The frictional term has to be properly combined with the bernoulli equation. To get you started, let Q represent volumetric throughput rate. This is what you will be solving for. In terms of Q, what is the velocity of the air in each of the sections. From the ideal gas law, what is the density of the air?
V is equal to the flowrate Q divided by the cross-sectional area of each pipe.

From the ideal gas law, density ρ = p/RT = 6.88*10^-5 slugs/ft^3

V is equal to the flowrate Q divided by the cross-sectional area of each pipe.

From the ideal gas law, density ρ = p/RT = 6.88*10^-5 slugs/ft^3

You have to be careful with units here, especially R for air.

Can you show your calculation of ρ in detail?

You have to be careful with units here, especially R for air.

Can you show your calculation of ρ in detail?
ρ = (.5 psi)(144 in2/ft2) / (1716)(609.7)
1716 is R in British units
609.7 is 150 degrees f converted to rankine

ρ = (.5 psi)(144 in2/ft2) / (1716)(609.7)
1716 is R in British units
609.7 is 150 degrees f converted to rankine
Is P = 0.5 psi absolute or gage reading?

The units of R here are ft-lbf / slug-°R to be precise.

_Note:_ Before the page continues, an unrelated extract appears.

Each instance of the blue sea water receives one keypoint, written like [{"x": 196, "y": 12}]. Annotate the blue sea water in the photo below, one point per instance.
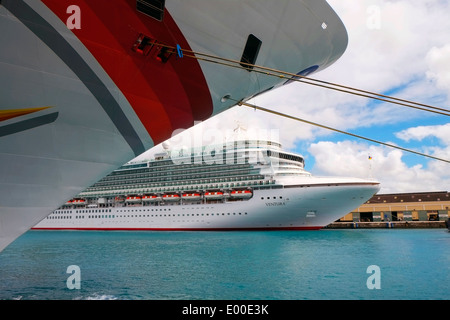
[{"x": 286, "y": 265}]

Is P = 0.5 psi absolute or gage reading?

The units of R here are ft-lbf / slug-°R to be precise.
Yes, I agree with those units. And P is absolute pressure I think.

Yes, I agree with those units. And P is absolute pressure I think.
If P is absolute pressure, then the tank cannot exhaust to atmosphere, since the pressure there > the supposed pressure inside the tank.